Life, liberty, and happiness are the products of true freedom. Most of us know from first-hand experience that sensations of happiness and contentment rarely stem from selfish acts; on the contrary, the most profound joy comes most often from acts of generosity and caring.

Indeed, as a society it would benefit us to become more independent and self-sufficient in many ways – the more food, energy, and financially independent we can become as individuals, the stronger we become as people, communities, and as a nation.

Here in the US the words freedom and independence are so often coupled with the romanticized American idea of the “rugged individual”. We are taught from an early age that we are separate from our neighbors and our environment, that to achieve success we must compete, and that the only success that matters is financial success.

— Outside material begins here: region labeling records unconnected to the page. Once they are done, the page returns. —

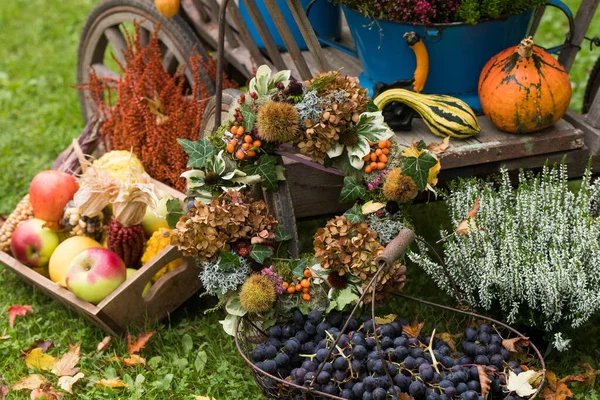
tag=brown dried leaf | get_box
[6,305,33,328]
[502,336,531,352]
[19,339,54,358]
[456,197,479,235]
[127,332,156,355]
[402,321,425,338]
[477,365,494,398]
[123,354,146,367]
[25,347,58,370]
[12,374,48,390]
[427,136,450,154]
[58,372,84,394]
[51,343,81,376]
[96,336,112,351]
[96,378,129,389]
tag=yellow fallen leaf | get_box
[12,374,48,390]
[123,354,146,367]
[52,343,81,376]
[362,200,385,215]
[25,347,58,370]
[58,372,84,394]
[96,378,129,389]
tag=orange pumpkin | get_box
[479,37,571,133]
[154,0,179,18]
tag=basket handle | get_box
[375,228,417,268]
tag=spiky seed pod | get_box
[327,272,348,289]
[63,200,106,243]
[0,195,33,252]
[240,274,277,313]
[383,168,419,203]
[256,101,301,143]
[107,218,146,269]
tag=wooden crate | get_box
[0,177,202,335]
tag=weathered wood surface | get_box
[0,181,202,335]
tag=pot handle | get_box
[545,0,575,54]
[306,0,358,58]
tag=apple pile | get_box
[10,170,173,304]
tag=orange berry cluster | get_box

Now is a good time to ask ourselves: have these principles led us to become healthy, happy people? Are we achieving the kind of wealth we have been striving for? Are we truly free in a society that has a different, far more lenient set of laws for the wealthy? Would we be freer and therefore more independent if we could choose paths that diverge from the limited ones advocated by the powers-that-be?

The beauty of our society is that we have the freedom to make choices that result in greater health and contentment for ourselves, our families, and our planet. Sadly, so few of us exercise these freedoms, in part because we have not been invited to embrace the paradox that to become the most profoundly free we must become profoundly interdependent.